Predictably, this nearsighted boycott e-mail surges in popularity each spring, as nature and market trends regularly contribute to a seasonal peak in prices. It reliably resurfaced in 2003, 2004, 2005, 2006 and 2007 practically unchanged from the 2002 version - and now its 2008 and I’ve got it again…..
So, will avoiding one company’s petrol stations effectively and permanently drive prices down? No. In fact, it would likely have the opposite effect, if any at all. Petrol is a commodity. Commodity markets work on the principle of supply and demand. When supply is higher than demand, sellers lower the price until the two factors equalize again. When demand is higher than supply, sellers raise the price to curb use and stretch supplies until, once again, the two factors equalize.
Just for the sake of argument, let’s say we successfully organize the Esso/BP boycott. Esso/BP loses business and lowers prices to lure you back. The other stations will follow suit and lower prices to compete, right? Not quite. To avoid Esso/BP you go to the Tescos in your town, instead. Tesco’s business increases, causing them to raise their prices to try to control demand, otherwise their supply would be quickly depleted. Their higher prices drive customers to Sainsburys across the road, who in turn raise their prices and drive customers to Jet, and so on. Eventually, supply and demand will equalize and all stations will have the same price again. Never mind where Tesco/Sainsburys and the rest of the smaller players get their petrol from. Obviously they’ll get the best deals from the biggest companies. Who are the biggest companies? Esso and BP. Oh dear - you thought this through didn’t you chaps, whilst all the while Esso and BP laugh all the way to the bank.

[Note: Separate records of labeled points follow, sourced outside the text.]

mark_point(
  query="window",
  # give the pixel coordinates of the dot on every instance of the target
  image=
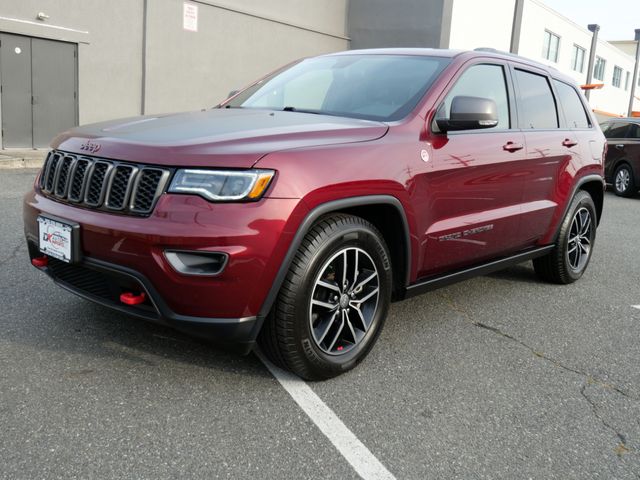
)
(537, 107)
(550, 46)
(372, 87)
(571, 106)
(598, 69)
(617, 130)
(486, 81)
(626, 81)
(577, 58)
(617, 76)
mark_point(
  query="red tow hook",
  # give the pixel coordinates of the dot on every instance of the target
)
(40, 261)
(133, 299)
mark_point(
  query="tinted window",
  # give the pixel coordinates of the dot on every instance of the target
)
(485, 81)
(634, 131)
(571, 106)
(617, 130)
(374, 87)
(537, 108)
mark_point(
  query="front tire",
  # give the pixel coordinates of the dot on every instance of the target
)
(333, 302)
(623, 181)
(568, 261)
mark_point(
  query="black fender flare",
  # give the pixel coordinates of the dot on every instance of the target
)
(578, 186)
(307, 223)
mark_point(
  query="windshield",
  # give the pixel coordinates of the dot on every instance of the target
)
(372, 87)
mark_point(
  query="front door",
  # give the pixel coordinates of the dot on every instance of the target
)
(38, 88)
(475, 185)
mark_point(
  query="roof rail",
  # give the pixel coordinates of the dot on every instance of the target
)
(515, 55)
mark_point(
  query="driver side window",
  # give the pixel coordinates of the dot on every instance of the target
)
(485, 81)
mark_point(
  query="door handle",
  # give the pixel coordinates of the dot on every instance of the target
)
(512, 147)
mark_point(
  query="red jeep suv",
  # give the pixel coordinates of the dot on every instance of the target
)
(294, 212)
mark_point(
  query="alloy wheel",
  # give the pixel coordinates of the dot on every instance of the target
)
(344, 301)
(580, 238)
(623, 178)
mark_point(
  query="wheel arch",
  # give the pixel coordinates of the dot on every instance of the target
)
(374, 208)
(595, 188)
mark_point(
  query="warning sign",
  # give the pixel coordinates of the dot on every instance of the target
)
(190, 17)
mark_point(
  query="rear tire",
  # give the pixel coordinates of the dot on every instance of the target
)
(333, 302)
(570, 257)
(623, 182)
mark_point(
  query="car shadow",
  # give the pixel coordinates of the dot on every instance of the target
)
(96, 332)
(519, 273)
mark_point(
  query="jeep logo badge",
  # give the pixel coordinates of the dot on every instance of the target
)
(89, 146)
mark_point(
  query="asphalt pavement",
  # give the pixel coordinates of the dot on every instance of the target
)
(499, 377)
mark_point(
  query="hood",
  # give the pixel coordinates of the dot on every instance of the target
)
(217, 137)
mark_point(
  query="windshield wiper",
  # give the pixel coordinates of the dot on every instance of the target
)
(301, 110)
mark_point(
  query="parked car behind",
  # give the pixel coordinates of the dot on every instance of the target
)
(296, 211)
(622, 164)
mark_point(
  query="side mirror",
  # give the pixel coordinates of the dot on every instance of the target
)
(469, 113)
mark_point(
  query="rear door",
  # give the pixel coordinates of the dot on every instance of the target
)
(623, 139)
(550, 149)
(475, 185)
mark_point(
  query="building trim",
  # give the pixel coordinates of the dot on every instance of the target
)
(228, 8)
(43, 30)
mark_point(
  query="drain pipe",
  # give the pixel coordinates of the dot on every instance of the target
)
(594, 28)
(634, 83)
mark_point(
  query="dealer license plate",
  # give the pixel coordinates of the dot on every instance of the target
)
(55, 238)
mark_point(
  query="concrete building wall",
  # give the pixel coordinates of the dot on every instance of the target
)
(473, 27)
(399, 23)
(232, 47)
(109, 41)
(236, 42)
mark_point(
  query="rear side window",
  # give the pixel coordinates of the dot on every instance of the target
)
(537, 108)
(618, 130)
(634, 131)
(485, 81)
(571, 106)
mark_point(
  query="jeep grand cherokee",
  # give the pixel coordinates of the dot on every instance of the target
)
(293, 213)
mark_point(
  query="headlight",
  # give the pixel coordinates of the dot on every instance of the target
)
(222, 185)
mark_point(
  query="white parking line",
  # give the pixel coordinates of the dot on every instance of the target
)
(352, 449)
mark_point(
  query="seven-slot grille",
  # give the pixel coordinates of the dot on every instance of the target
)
(102, 184)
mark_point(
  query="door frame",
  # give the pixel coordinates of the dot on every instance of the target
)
(76, 99)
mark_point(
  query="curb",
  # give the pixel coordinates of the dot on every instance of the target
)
(8, 162)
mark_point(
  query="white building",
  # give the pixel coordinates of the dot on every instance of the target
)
(525, 27)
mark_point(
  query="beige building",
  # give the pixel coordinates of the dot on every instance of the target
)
(64, 62)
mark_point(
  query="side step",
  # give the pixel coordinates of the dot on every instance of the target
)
(438, 281)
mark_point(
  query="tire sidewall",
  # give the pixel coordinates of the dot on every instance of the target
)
(629, 190)
(581, 200)
(352, 236)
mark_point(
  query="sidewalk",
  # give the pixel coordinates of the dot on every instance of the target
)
(22, 158)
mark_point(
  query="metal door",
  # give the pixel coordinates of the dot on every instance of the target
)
(15, 78)
(38, 79)
(53, 74)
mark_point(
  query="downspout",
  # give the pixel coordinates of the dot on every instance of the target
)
(516, 28)
(143, 86)
(594, 28)
(635, 73)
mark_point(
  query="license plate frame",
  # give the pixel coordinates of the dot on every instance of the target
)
(59, 238)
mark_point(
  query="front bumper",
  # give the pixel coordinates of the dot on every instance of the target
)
(123, 253)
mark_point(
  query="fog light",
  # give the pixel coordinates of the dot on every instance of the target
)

As consumers, we can do little to control supply, but we can control demand. However, effectively doing so means reducing demand overall, not just at one station. The reduction in demand must be as severe as possible and long-lasting. If you want to save money at the pump, slow down on the motorway, plan outings to get everything in one trip, walk more and trade in that gas-guzzling Tonka toy for an economical compact car for starters.

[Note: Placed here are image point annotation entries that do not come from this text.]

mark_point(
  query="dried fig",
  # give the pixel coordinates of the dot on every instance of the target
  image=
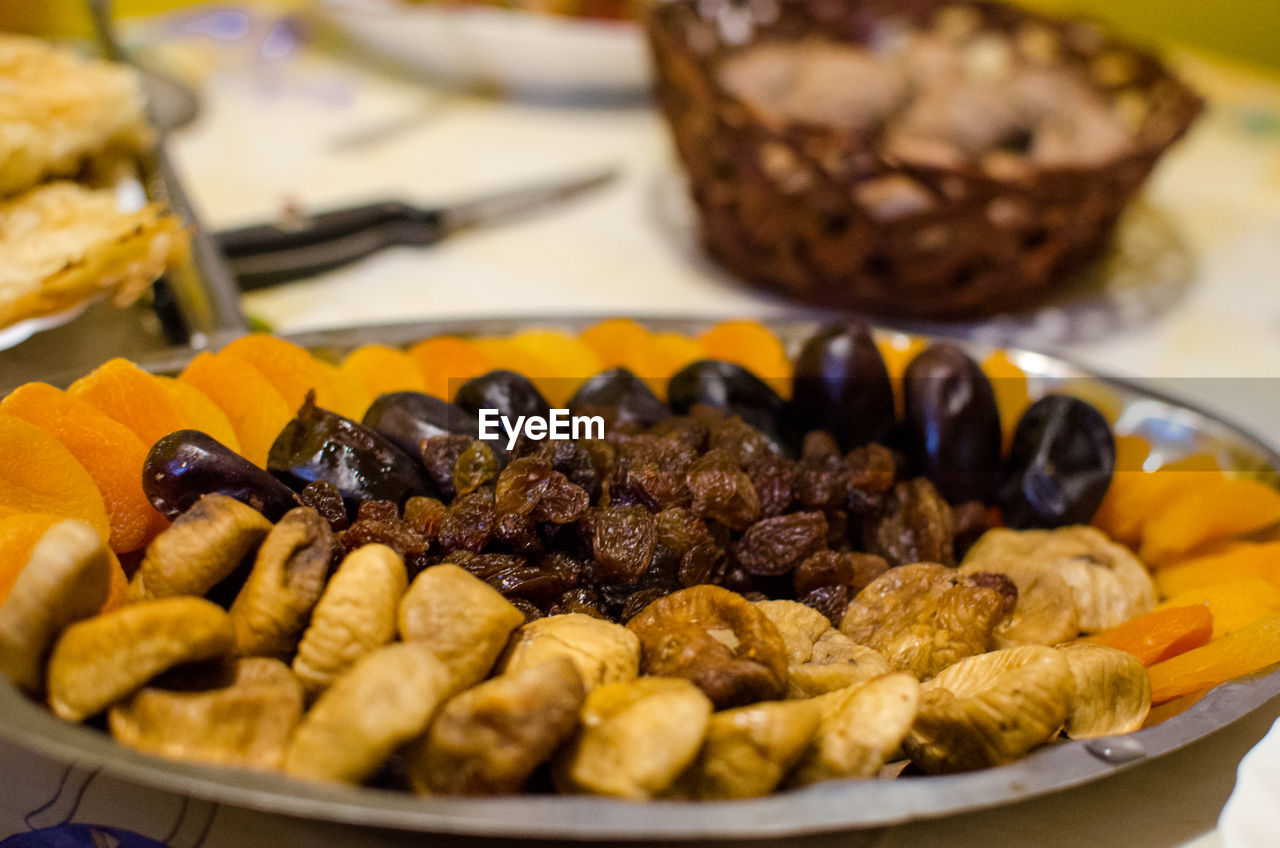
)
(600, 651)
(200, 548)
(860, 728)
(460, 618)
(384, 700)
(1112, 691)
(923, 616)
(273, 607)
(101, 660)
(490, 738)
(991, 709)
(243, 720)
(355, 615)
(634, 738)
(1110, 584)
(716, 638)
(65, 579)
(749, 750)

Historically, chain-letter boycott campaigns are almost always failures. Reaching people is different from getting them to participate. People will receive duplicates, some will dismiss it out of hand, some e-mails will never reach their recipients. It will take a lot more than “the sixth iteration” or “8 days” to get 300,000,000 supporters. But, since e-mail chain letters are easy to distribute, we do so, fooling ourselves into thinking we’re doing a good thing. Instead, we’re propagating nearly a decade’s worth of Armchair Activism based on a faulty premise.
Break this chain of e-mail stupidity. Save my inbox and stop forwarding mindless crap!
Filed by Kieran at February 8th, 2008 under Blog, Complaint!, Topical?
1. At 6:00 pm on February 16, 2008, erba wrote:
in italy is different. we have ESSO and IP. yeppa!